La corrupción es inherente al sistema capitalista, hemos visto que la
oligarquía utiliza el peculado que acompaña a una política intrínsecamente
justa para filtrar sus propios objetivos, que ni son los del pueblo ni están
libres de pesada responsabilidad histórica. De este modo, conceptos claros se
tergiversan, y no sorprenda que, confundidos los términos, como remedio de
males, nos propongan aceptar otros peores. ¿A qué obedece la moderna corrupción
burocrática? ¿Al fraude de los hombres o a la naturaleza de las instituciones?
Sin responder con verdad a esta pregunta, mal puede aspirarse a una limpieza a
fondo de tantos aprovechados y vividores como hoy pululan en la administración
y en los gobiernos. Quien se tome el trabajo de estudiar los vínculos entre los
trusts y el poder político en los
países imperialistas encontrará que en ellos el Estado es sucursal de un puñado
de monopolios. Jefes de estas gigantescas empresas ocupan puestos claves en la
administración y el gobierno. Inversamente, los hombres públicos que «han
cumplido» obtienen, al retirarse, alguna gerencia que les asegura la vejez.

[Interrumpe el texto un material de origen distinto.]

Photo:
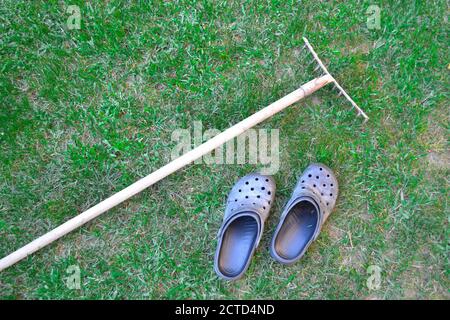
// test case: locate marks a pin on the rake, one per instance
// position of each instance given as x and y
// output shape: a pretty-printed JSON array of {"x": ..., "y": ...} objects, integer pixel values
[{"x": 187, "y": 158}]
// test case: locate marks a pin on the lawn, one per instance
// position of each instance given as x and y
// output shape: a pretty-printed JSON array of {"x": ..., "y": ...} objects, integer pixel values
[{"x": 85, "y": 112}]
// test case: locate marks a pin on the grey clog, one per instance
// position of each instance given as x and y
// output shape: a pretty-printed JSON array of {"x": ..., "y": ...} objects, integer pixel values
[
  {"x": 312, "y": 201},
  {"x": 247, "y": 209}
]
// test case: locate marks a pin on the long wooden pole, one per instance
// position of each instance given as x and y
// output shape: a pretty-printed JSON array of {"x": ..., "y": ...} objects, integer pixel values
[{"x": 166, "y": 170}]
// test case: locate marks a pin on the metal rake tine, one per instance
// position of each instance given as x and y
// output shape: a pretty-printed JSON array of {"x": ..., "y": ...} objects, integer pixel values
[{"x": 325, "y": 70}]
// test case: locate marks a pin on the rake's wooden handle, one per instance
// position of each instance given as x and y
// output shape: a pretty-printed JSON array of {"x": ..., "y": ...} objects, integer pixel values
[{"x": 166, "y": 170}]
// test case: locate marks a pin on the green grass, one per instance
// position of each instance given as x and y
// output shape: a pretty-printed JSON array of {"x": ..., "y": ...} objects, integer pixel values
[{"x": 86, "y": 112}]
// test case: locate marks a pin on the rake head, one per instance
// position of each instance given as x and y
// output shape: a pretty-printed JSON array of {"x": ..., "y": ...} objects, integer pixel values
[{"x": 324, "y": 71}]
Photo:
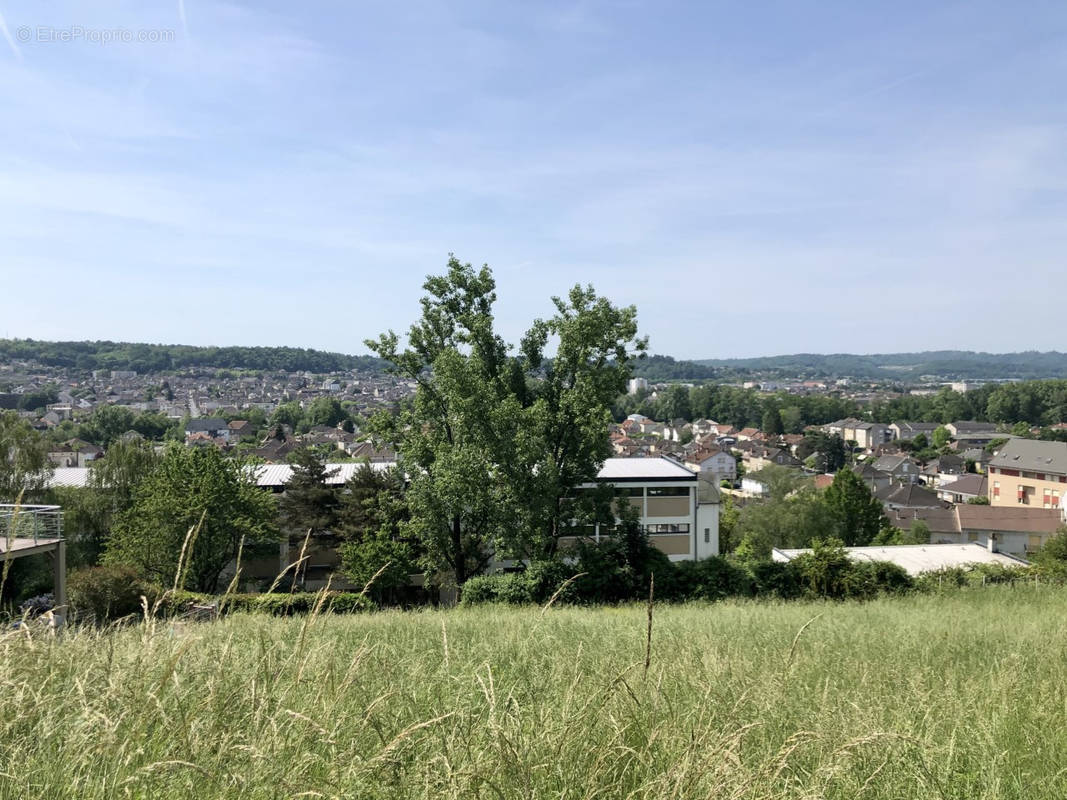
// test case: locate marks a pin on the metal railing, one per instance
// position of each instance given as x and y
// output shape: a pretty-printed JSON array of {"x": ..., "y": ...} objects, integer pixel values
[{"x": 31, "y": 522}]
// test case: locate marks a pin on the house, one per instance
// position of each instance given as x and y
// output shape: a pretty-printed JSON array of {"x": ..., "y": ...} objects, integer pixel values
[
  {"x": 908, "y": 496},
  {"x": 916, "y": 559},
  {"x": 897, "y": 467},
  {"x": 713, "y": 464},
  {"x": 970, "y": 427},
  {"x": 866, "y": 435},
  {"x": 943, "y": 468},
  {"x": 75, "y": 452},
  {"x": 965, "y": 489},
  {"x": 757, "y": 457},
  {"x": 875, "y": 479},
  {"x": 678, "y": 509},
  {"x": 1029, "y": 473},
  {"x": 213, "y": 427},
  {"x": 907, "y": 431},
  {"x": 1019, "y": 531},
  {"x": 239, "y": 429}
]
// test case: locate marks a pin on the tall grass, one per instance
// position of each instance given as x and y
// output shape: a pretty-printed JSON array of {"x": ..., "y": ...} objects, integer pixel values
[{"x": 962, "y": 696}]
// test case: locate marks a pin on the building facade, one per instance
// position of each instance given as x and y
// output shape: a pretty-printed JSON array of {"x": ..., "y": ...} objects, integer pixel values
[{"x": 1029, "y": 473}]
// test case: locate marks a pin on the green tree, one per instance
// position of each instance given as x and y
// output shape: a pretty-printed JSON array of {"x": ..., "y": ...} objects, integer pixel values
[
  {"x": 1051, "y": 559},
  {"x": 308, "y": 502},
  {"x": 451, "y": 435},
  {"x": 561, "y": 437},
  {"x": 192, "y": 489},
  {"x": 856, "y": 515},
  {"x": 25, "y": 467},
  {"x": 771, "y": 421},
  {"x": 940, "y": 437},
  {"x": 371, "y": 517},
  {"x": 90, "y": 512}
]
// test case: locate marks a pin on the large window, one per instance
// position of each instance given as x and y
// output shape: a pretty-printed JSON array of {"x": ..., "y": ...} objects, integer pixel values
[
  {"x": 668, "y": 528},
  {"x": 668, "y": 491}
]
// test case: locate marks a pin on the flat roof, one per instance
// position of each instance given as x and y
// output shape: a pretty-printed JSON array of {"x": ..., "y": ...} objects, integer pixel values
[
  {"x": 279, "y": 475},
  {"x": 659, "y": 468},
  {"x": 916, "y": 559},
  {"x": 27, "y": 546}
]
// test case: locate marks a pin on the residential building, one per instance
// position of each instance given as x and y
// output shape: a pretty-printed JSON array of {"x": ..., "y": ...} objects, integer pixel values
[
  {"x": 213, "y": 427},
  {"x": 713, "y": 464},
  {"x": 897, "y": 467},
  {"x": 970, "y": 427},
  {"x": 1016, "y": 530},
  {"x": 908, "y": 496},
  {"x": 907, "y": 431},
  {"x": 965, "y": 489},
  {"x": 75, "y": 452},
  {"x": 1029, "y": 473},
  {"x": 680, "y": 512}
]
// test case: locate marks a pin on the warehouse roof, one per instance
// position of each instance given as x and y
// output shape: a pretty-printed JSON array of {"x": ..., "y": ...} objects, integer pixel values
[
  {"x": 1033, "y": 454},
  {"x": 645, "y": 469},
  {"x": 919, "y": 558}
]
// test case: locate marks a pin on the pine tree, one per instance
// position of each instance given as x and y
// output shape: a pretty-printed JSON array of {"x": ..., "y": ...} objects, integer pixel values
[{"x": 308, "y": 502}]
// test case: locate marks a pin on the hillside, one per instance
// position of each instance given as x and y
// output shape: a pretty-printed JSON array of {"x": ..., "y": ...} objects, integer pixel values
[
  {"x": 948, "y": 364},
  {"x": 142, "y": 357},
  {"x": 955, "y": 696}
]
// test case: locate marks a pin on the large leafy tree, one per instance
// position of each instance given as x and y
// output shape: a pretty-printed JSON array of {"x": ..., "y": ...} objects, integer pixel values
[
  {"x": 495, "y": 444},
  {"x": 856, "y": 515},
  {"x": 25, "y": 467},
  {"x": 190, "y": 488},
  {"x": 90, "y": 512},
  {"x": 562, "y": 441},
  {"x": 449, "y": 437}
]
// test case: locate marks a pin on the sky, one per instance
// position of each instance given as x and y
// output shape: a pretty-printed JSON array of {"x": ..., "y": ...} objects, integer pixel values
[{"x": 757, "y": 178}]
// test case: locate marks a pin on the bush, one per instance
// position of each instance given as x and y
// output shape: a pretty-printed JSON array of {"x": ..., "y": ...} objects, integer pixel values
[
  {"x": 545, "y": 578},
  {"x": 102, "y": 593},
  {"x": 775, "y": 579},
  {"x": 711, "y": 578},
  {"x": 481, "y": 589},
  {"x": 276, "y": 605},
  {"x": 865, "y": 579}
]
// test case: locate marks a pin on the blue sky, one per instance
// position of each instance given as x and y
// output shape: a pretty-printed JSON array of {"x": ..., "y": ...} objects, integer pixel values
[{"x": 758, "y": 178}]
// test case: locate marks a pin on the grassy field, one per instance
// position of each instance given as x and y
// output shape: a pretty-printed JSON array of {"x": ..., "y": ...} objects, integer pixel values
[{"x": 961, "y": 697}]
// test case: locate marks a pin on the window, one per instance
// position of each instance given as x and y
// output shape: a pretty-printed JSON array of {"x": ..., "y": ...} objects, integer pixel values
[
  {"x": 668, "y": 491},
  {"x": 667, "y": 528}
]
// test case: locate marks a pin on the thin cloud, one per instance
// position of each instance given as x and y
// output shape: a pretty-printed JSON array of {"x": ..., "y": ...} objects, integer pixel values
[{"x": 11, "y": 41}]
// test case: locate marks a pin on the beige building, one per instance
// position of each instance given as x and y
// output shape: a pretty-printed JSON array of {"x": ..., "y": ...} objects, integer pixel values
[{"x": 1029, "y": 473}]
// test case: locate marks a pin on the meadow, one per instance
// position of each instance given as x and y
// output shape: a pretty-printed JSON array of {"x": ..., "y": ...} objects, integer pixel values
[{"x": 955, "y": 696}]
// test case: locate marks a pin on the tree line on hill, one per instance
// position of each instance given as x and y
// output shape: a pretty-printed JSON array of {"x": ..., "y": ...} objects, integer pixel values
[
  {"x": 950, "y": 364},
  {"x": 1037, "y": 403},
  {"x": 143, "y": 358}
]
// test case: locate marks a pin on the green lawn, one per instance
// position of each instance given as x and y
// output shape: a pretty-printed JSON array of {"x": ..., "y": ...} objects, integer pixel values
[{"x": 962, "y": 696}]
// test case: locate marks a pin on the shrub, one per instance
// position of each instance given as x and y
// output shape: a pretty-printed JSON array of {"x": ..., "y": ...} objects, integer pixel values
[
  {"x": 865, "y": 579},
  {"x": 544, "y": 578},
  {"x": 102, "y": 593},
  {"x": 711, "y": 578},
  {"x": 774, "y": 579},
  {"x": 481, "y": 589}
]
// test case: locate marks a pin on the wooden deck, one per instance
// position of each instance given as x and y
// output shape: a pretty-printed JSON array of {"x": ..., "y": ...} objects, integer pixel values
[{"x": 28, "y": 546}]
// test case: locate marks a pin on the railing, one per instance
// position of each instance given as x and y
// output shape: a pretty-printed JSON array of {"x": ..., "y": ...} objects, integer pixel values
[{"x": 31, "y": 522}]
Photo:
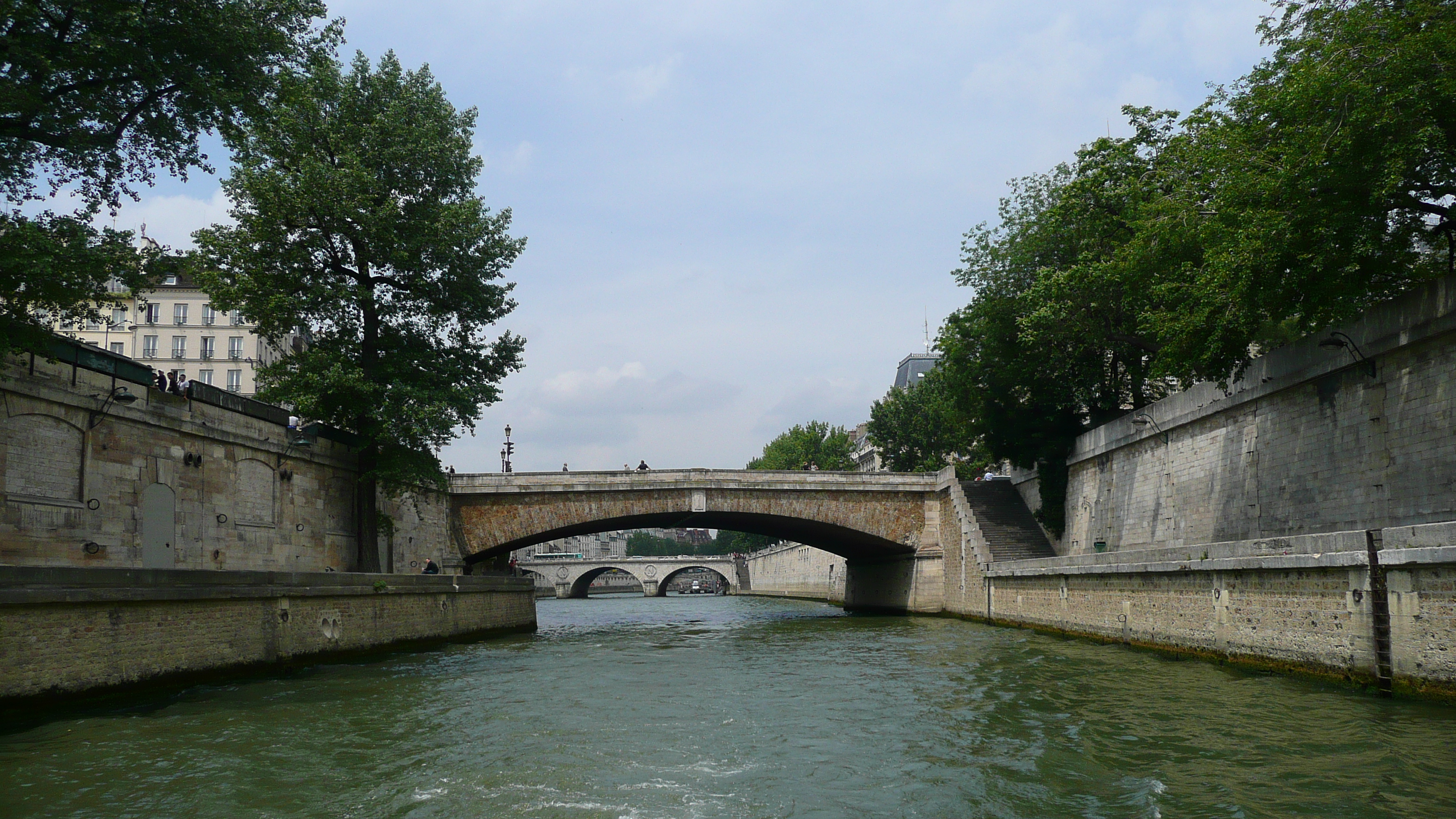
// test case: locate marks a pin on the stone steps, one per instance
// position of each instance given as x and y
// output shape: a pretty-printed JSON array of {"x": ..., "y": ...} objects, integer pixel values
[{"x": 1007, "y": 525}]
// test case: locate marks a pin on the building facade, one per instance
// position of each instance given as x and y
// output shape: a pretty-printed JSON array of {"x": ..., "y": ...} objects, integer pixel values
[{"x": 175, "y": 329}]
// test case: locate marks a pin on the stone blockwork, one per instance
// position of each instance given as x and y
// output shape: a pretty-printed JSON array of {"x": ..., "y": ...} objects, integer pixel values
[
  {"x": 795, "y": 570},
  {"x": 1309, "y": 441},
  {"x": 169, "y": 483},
  {"x": 865, "y": 515},
  {"x": 74, "y": 630},
  {"x": 576, "y": 578},
  {"x": 886, "y": 525}
]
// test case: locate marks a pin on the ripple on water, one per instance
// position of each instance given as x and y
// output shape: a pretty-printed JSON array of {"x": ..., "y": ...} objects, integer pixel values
[{"x": 686, "y": 707}]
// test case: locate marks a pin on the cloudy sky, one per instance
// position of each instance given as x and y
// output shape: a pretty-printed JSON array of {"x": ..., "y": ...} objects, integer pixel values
[{"x": 740, "y": 215}]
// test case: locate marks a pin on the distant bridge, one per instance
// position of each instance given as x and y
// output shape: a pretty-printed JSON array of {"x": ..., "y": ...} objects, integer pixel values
[
  {"x": 887, "y": 525},
  {"x": 573, "y": 576}
]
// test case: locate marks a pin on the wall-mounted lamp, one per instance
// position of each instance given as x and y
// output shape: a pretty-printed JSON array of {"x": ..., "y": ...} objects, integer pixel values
[
  {"x": 1144, "y": 419},
  {"x": 119, "y": 396},
  {"x": 1341, "y": 342}
]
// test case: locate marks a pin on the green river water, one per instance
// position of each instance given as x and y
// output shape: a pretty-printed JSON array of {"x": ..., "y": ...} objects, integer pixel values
[{"x": 685, "y": 707}]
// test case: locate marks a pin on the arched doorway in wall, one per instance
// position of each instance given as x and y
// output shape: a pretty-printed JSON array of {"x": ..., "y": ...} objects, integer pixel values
[{"x": 159, "y": 525}]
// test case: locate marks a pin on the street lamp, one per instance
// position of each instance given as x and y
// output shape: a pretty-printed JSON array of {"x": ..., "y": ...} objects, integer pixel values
[
  {"x": 1144, "y": 419},
  {"x": 1341, "y": 342},
  {"x": 119, "y": 396}
]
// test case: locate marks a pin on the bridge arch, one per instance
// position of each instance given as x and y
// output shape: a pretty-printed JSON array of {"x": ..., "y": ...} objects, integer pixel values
[
  {"x": 581, "y": 586},
  {"x": 887, "y": 525},
  {"x": 667, "y": 579}
]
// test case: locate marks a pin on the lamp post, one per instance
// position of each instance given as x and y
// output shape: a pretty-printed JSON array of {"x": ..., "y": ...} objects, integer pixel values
[
  {"x": 1341, "y": 342},
  {"x": 507, "y": 452}
]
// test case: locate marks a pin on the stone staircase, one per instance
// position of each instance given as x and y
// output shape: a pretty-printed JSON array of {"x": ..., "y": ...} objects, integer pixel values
[{"x": 1007, "y": 525}]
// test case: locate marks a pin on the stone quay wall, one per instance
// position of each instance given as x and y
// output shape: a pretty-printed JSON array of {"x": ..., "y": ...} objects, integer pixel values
[
  {"x": 794, "y": 570},
  {"x": 1238, "y": 524},
  {"x": 1308, "y": 441},
  {"x": 76, "y": 630},
  {"x": 171, "y": 483}
]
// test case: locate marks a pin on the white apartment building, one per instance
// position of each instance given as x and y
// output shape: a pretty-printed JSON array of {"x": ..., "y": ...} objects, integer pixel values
[{"x": 175, "y": 329}]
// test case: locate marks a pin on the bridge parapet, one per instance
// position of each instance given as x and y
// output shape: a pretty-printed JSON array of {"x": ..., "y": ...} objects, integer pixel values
[
  {"x": 887, "y": 525},
  {"x": 663, "y": 480}
]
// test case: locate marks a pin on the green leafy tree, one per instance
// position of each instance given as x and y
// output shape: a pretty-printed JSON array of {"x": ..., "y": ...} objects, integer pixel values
[
  {"x": 59, "y": 269},
  {"x": 357, "y": 222},
  {"x": 919, "y": 429},
  {"x": 742, "y": 542},
  {"x": 97, "y": 97},
  {"x": 815, "y": 444},
  {"x": 647, "y": 544}
]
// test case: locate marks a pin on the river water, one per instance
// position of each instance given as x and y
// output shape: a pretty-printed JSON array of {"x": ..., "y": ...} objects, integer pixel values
[{"x": 693, "y": 706}]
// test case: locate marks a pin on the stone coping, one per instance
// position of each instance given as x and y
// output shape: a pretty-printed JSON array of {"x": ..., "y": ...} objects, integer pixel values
[
  {"x": 21, "y": 585},
  {"x": 1429, "y": 542},
  {"x": 606, "y": 481}
]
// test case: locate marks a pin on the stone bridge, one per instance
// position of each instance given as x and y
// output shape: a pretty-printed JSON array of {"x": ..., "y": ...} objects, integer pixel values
[
  {"x": 573, "y": 578},
  {"x": 887, "y": 525}
]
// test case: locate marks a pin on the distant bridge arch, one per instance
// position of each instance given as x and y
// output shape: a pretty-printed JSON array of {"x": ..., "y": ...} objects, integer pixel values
[
  {"x": 573, "y": 576},
  {"x": 887, "y": 525}
]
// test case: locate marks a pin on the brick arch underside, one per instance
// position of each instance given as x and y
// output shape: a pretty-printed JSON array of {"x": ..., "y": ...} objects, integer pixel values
[
  {"x": 583, "y": 582},
  {"x": 851, "y": 544},
  {"x": 667, "y": 579}
]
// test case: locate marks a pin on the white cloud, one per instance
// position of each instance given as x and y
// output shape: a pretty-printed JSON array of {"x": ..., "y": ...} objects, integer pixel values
[
  {"x": 172, "y": 219},
  {"x": 645, "y": 82},
  {"x": 511, "y": 161},
  {"x": 630, "y": 392},
  {"x": 635, "y": 87}
]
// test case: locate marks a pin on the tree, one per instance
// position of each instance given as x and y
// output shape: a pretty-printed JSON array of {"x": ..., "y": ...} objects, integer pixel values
[
  {"x": 742, "y": 542},
  {"x": 816, "y": 444},
  {"x": 919, "y": 429},
  {"x": 1314, "y": 187},
  {"x": 357, "y": 222},
  {"x": 1052, "y": 340},
  {"x": 645, "y": 544},
  {"x": 60, "y": 269},
  {"x": 98, "y": 95}
]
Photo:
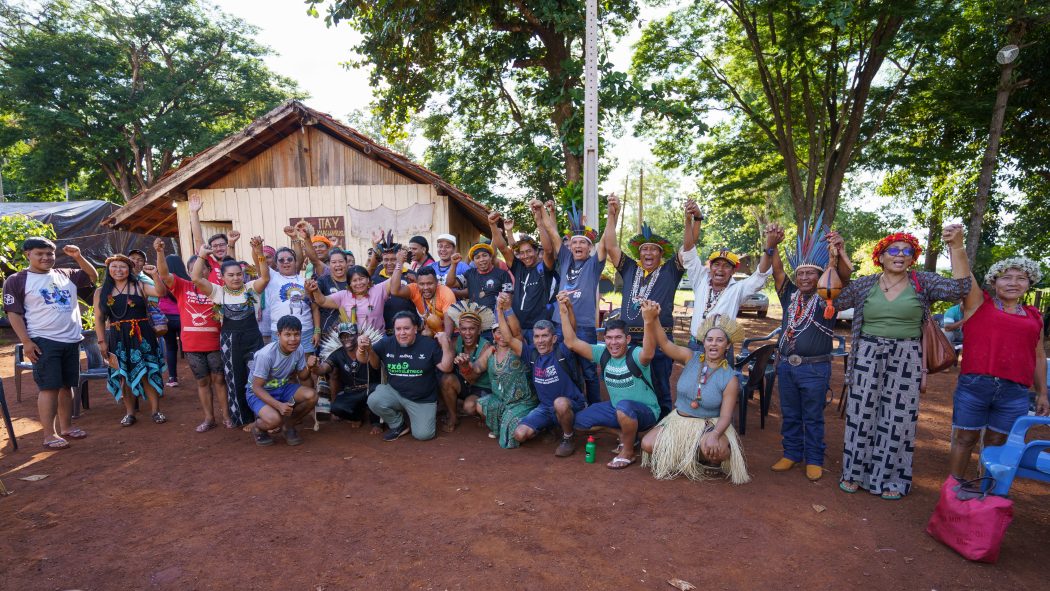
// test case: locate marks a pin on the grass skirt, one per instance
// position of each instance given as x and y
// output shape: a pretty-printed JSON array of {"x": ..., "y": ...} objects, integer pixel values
[{"x": 677, "y": 450}]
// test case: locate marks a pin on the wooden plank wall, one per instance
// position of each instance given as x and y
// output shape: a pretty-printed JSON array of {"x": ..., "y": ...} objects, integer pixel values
[
  {"x": 310, "y": 157},
  {"x": 266, "y": 212}
]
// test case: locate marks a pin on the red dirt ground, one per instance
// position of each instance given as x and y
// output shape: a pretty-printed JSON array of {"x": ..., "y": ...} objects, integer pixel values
[{"x": 163, "y": 507}]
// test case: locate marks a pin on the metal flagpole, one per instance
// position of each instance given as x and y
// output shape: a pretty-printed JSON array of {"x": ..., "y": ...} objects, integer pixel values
[{"x": 590, "y": 117}]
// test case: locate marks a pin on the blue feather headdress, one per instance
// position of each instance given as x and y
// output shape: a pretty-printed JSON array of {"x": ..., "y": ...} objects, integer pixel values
[
  {"x": 576, "y": 227},
  {"x": 647, "y": 236},
  {"x": 811, "y": 247}
]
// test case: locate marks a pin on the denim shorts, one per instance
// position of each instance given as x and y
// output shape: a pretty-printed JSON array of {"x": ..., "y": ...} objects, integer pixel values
[
  {"x": 604, "y": 415},
  {"x": 986, "y": 401}
]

Para decirlo en pocas palabras, las burguesías yanqui-europeas, maduras y
rapaces, gravitan decisivamente sobre sus Estados, y convierten la política en
cárcel de obreros y flagelo de colonias. La burguesía, en aquellos países, crea
el Estado, organizándolo a su imagen y semejanza (6). A su vez, las naciones oprimidas, para romper o aligerar el
yugo que las asfixia, necesitan concentrar al máximo sus energías políticas,
económicas y culturales. Carecen de clases nacionales diferenciadas y maduras,
y la presión imperialista obra como poderoso disociador. Esto es
particularmente cierto en lo que se refiere a las burguesías nativas. En
nuestros países existe una política nacional -reacción ante el insoportable
vasallaje- antes de que aparezca una burguesía nacional madura. Pero mientras
esa política no cuestione la estructura capitalista que, aunque atrasada,
predomina en las semicolonias, tendrá un inevitable contenido burgués. De ahí
que el Estado nacional, falto de una burguesía sobre la cual sustentarse, se
vea en la necesidad de crearla por el doble método del proteccionismo y el
aburguesamiento de la burocracia. Este proceso, en cuanto tiene de corrupción,
no es específico. La corrupción es el rasgo típico de todo Estado burgués, por
cuanto la sociedad capitalista, basada en la competencia, impele al
enriquecimiento privado y no a la solidaridad social. Lo que varía es la forma.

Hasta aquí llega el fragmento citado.